Pré-candidatura de Dinis Pinheiro ao Estado perde força por falta de apoio de aliados

As bancadas do PP na Câmara dos Deputados e na Assembleia estariam insatisfeitas com o desempenho dele em pesquisas internas


A pré-candidatura de Dinis Pinheiro ao governo de Minas Gerais nas eleições deste ano pelo PP está “desidratada”. É assim que pessoas próximas ao ex-presidente da Assembleia Legislativa de Minas Gerais (ALMG) classificam o andamento dos planos dele de comandar o Estado. A falta de apoio de seus pares e a inabilidade em conseguir aliados teria sido o principal motivo para que a pré-candidatura perdesse força. Por isso, já há quem diga nos bastidores que ele vai mudar de legenda e se concentrar na disputa por uma cadeira no Senado.

A falta de força da candidatura de Dinis Pinheiro começa, segundo fontes da legenda, pela ausência de apoio em seu próprio partido. As bancadas do PP na Câmara dos Deputados e na Assembleia estariam insatisfeitas com o desempenho dele em pesquisas internas e pelo fato de ele não conseguir aglutinar lideranças importantes em prol de seu nome. Nos último dias, a situação teria ficado mais difícil após Odelmo Leão, prefeito de Uberlândia, vir até a capital mineira para tentar convencê-lo a desistir do pleito estadual.

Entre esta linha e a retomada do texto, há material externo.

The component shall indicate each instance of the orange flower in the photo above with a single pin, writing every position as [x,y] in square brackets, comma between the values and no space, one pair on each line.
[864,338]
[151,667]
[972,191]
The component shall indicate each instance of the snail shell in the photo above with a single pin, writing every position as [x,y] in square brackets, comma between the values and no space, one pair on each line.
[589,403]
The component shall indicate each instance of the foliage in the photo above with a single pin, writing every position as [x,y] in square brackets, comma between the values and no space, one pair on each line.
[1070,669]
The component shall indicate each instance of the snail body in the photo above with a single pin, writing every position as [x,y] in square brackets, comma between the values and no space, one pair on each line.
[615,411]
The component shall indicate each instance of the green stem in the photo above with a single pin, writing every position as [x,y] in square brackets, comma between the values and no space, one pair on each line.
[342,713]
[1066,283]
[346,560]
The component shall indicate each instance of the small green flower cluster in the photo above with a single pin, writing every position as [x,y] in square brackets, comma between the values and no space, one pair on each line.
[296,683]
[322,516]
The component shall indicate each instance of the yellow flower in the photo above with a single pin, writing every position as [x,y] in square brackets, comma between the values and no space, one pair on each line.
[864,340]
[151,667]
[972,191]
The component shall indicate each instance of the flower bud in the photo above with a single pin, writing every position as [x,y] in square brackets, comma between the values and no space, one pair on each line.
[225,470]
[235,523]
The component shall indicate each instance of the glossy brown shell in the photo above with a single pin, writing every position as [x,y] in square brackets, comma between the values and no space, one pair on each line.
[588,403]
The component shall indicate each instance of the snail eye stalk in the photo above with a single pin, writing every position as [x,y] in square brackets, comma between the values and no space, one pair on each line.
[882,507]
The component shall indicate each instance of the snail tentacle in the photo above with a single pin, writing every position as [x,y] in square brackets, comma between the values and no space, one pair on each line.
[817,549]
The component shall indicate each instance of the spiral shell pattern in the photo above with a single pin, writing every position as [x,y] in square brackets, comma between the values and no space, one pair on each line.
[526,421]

“O Dinis está isolado. Não conseguiu juntar força política e não tem uma liderança importante em prol da sua candidatura. Falta um vigor, uma força nele, que ao longo da campanha, mais cedo ou mais tarde, iria aparecer. Ele não tem mais ninguém. Nos próximos dias a pré-candidatura não deve mais se sustentar”, declarou uma fonte do PP.

Com isso, o PP apoiaria a candidatura do deputado federal Rodrigo Pacheco para a disputa ao governo Estado. Atualmente, ele está no MDB, mas se o seu nome não for viabilizado na agremiação, ele pode migrar já no próximo mês para o DEM. Se essa troca de partido se confirmar, interlocutores disseram à coluna que PSDB e PPS também apoiariam a campanha de Pacheco. Os tucanos, inclusive, poderiam indicar um nome de vice para compor a chapa, já que desde a recusa do senador Antonio Anastasia em concorrer ao governo de Minas não há um nome forte na legenda para lançar uma candidatura própria com chances de chegar na reta final da disputa.

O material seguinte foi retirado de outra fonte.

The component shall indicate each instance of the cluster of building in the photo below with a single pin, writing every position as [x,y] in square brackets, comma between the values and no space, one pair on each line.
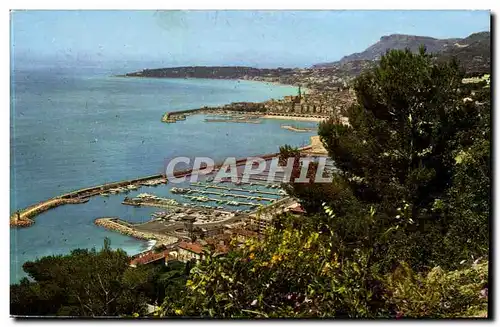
[311,104]
[215,240]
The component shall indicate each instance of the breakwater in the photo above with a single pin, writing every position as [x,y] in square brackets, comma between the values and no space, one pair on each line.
[23,218]
[125,228]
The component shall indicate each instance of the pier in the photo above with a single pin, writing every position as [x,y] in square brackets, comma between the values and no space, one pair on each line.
[24,217]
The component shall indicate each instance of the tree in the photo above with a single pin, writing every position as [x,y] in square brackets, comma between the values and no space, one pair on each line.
[82,283]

Diante dessa movimentação, Dinis Pinheiro estaria migrando para o Solidariedade para concorrer a uma cadeira ao Senado. Não seria novidade, já que no último mês o deputado federal e presidente do partido, Paulinho da Força, divulgou em suas redes sociais que o ex-presidente da Assembleia teria se filiado ao partido. Sendo que, horas depois, ele mudou o texto. Para a corrida ao Senado, é dito que Dinis contaria com o apoio do pré-candidato ao governo de Minas pelo PSB e ex-prefeito de Belo Horizonte Marcio Lacerda.

“Essa aproximação dele com o Lacerda, assim que viu que não ia ter mais chances no PP, deixou pessoas que apoiavam ele irritadas, como o Alberto Pinto Coelho (presidente da sigla em Minas). O Dinis também foi para essa linha porque não conseguiu que Anastasia apoiasse a sua pré-candidatura. Pelo contrário, ainda mostrou simpatia ao nome do Pacheco”, contou uma fonte.